Nachteil ist, dass man durch die nicht geführte, fest montierte Kamera (Fachsprache: eingemauert) keine umherblickende Sicht auf die Strecke hat und dem ungeübten Auge leicht der Eindruck einer Überwachungskamera entstehen kann.

Führerstandsmitfahrt neu SFD Odenwaldbahn


Bei einer weiteren Variante wird die Kamera (Stativ oder Handkamera) geführt, sie befindet sich wie eine zweite Person hinter (Fachsprache: Overshoulder-Einstellung) oder neben dem Lokführer. Hier ist die Wahl der Brennweite grundsätzlich eher im Weitwinkelbereich zu finden, wobei die Kamera auch den Zoom auf die Strecke hinaus einsetzen kann, was für eine Zeitlang einer Einstellung wie in der ersten Variante gleichkommt. Vorteil dieser zweiten Variante ist, dass man mehr das Gefühl des Lokführers bekommt, weil seine Perspektive imitiert wird. So kann die Kameraeinstellung auch einmal Details auf dem Armaturenbrett oder Handgriffe zeigen, der Ton eventuellen Sprechverkehr wiedergeben.

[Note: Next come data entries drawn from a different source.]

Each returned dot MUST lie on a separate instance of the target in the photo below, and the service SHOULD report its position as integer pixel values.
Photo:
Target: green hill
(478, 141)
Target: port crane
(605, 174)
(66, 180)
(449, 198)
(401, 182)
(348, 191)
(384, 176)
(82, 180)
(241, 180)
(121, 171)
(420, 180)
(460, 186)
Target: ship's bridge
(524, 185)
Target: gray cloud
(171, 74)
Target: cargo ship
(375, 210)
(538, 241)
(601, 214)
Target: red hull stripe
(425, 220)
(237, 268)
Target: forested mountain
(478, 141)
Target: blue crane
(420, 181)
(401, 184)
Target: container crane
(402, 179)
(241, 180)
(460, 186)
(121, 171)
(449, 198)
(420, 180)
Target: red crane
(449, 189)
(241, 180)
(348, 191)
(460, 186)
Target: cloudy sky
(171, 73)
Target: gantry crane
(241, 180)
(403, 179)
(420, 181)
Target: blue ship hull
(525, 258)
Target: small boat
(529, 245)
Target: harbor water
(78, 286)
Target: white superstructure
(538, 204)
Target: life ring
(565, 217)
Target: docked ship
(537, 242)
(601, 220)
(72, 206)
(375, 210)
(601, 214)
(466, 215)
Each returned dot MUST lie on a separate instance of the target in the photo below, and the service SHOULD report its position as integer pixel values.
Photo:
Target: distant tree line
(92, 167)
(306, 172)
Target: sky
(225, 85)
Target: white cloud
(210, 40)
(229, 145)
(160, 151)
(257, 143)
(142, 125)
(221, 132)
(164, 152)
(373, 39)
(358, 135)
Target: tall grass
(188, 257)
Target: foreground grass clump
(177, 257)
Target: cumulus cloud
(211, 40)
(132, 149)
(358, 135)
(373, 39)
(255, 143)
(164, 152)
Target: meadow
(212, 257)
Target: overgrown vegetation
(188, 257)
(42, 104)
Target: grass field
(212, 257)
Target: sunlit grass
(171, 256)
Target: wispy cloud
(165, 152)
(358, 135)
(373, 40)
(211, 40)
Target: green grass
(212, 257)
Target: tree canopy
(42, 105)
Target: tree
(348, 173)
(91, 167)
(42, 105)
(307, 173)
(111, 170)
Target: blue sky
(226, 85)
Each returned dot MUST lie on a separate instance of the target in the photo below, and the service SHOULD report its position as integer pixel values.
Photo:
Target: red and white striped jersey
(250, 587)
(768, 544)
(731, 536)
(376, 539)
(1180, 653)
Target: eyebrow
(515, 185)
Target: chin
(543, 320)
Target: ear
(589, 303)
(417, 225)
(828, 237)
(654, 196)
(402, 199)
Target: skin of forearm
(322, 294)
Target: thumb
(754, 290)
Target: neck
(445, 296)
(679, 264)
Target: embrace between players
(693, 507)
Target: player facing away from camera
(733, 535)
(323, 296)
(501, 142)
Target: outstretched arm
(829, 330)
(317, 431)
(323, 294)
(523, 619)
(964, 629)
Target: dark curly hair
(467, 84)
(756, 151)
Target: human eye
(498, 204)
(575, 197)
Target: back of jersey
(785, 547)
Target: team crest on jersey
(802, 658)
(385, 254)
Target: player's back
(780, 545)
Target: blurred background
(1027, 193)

Ein direkter Nachteil ist nicht zu nennen, denn es handelt sich hier um eine andere Aufgabenstellung, die mehr in Richtung der Dokumentation oder Reportage geht. Im Gegensatz zur ersten Variante bilden hier eher der Lokführer und seine Maschine den Mittelpunkt des Betrachters, dabei hat der Zuschauer zwangsläufig - wenn überhaupt - nur eine eingeschränkte Sicht auf die Strecke selbst.